Tikibu: pronunciation dictionary with use examples

Word: lore
IPA transcription: [l'ɔɹ]
noun meaning of the word
  • Synonyms: lore, traditional_knowledge
    Meaning: knowledge gained through tradition or anecdote; "early peoples passed on plant and animal lore through legend"
Usage examples
  • Indeed, from the point of view of art, the few little poems at the end of the volume are worth all the ambitious pseudo-epics that Mr. Todhunter has tried to construct out of Celtic lore.
  • Ratcliff was not a seer, and had no mystical lore. He was a runaway sailor, who had, in the forties, travelled daily over the Egerton run, unconscious of the tons of gold beneath his feet.
  • On one of these pilgrimages he met with a hunch-backed old woman of great intelligence, who read everything she could lay her hands on, and she told him more yet of the romantic charms of the city of light and lore.

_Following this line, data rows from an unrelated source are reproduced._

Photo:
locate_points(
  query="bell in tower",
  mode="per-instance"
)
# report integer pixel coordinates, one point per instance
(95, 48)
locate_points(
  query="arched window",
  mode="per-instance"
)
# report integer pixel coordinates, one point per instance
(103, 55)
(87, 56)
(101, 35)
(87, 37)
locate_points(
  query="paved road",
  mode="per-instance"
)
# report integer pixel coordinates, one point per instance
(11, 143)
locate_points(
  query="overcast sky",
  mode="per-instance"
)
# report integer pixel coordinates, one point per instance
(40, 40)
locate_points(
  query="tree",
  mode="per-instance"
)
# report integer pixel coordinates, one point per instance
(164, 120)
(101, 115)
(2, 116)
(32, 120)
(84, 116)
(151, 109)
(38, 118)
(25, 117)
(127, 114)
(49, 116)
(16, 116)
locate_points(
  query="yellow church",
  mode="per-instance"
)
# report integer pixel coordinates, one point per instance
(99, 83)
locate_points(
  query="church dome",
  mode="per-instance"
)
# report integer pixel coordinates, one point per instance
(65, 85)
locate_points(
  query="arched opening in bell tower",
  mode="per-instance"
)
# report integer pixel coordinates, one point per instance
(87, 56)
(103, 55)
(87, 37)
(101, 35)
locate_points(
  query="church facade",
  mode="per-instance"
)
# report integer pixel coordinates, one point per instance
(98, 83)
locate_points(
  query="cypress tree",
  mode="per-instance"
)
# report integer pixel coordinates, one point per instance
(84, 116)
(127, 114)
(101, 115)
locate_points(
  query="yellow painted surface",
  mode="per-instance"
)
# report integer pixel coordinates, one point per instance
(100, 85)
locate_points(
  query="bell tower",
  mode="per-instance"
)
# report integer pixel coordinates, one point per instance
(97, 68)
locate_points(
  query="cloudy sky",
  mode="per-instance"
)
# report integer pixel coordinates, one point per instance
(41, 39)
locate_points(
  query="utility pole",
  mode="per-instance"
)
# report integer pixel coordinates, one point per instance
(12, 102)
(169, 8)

  • You have literally as many forms as Proteus; and now you go all manner of ways, twisting and turning, and, like Proteus, become all manner of people at once, and at last slip away from me in the disguise of a general, in order that you may escape exhibiting your Homeric lore.
  • This description recalls the familiar figures of Egyptian gods and priests attired in the skins of the sacred animals from whom their powers were derived, and the fairy lore about swan maids and men, and the seals and other animals who could divest themselves of their "skin coverings" and appear in human shape.

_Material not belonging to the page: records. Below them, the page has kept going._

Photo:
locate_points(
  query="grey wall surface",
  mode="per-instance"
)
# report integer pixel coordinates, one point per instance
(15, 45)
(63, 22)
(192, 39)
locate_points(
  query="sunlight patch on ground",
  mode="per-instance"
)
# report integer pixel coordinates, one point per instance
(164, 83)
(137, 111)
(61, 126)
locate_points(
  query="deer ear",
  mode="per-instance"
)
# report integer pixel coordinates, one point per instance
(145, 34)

  • To get the final lilt of songs, To penetrate the inmost lore of poets--to know the mighty ones, Job, Homer, Eschylus, Dante, Shakespere, Tennyson, Emerson; To diagnose the shifting-delicate tints of love and pride and doubt-- to truly understand, To encompass these, the last keen faculty and entrance-price, Old age, and what it brings from all its past experiences.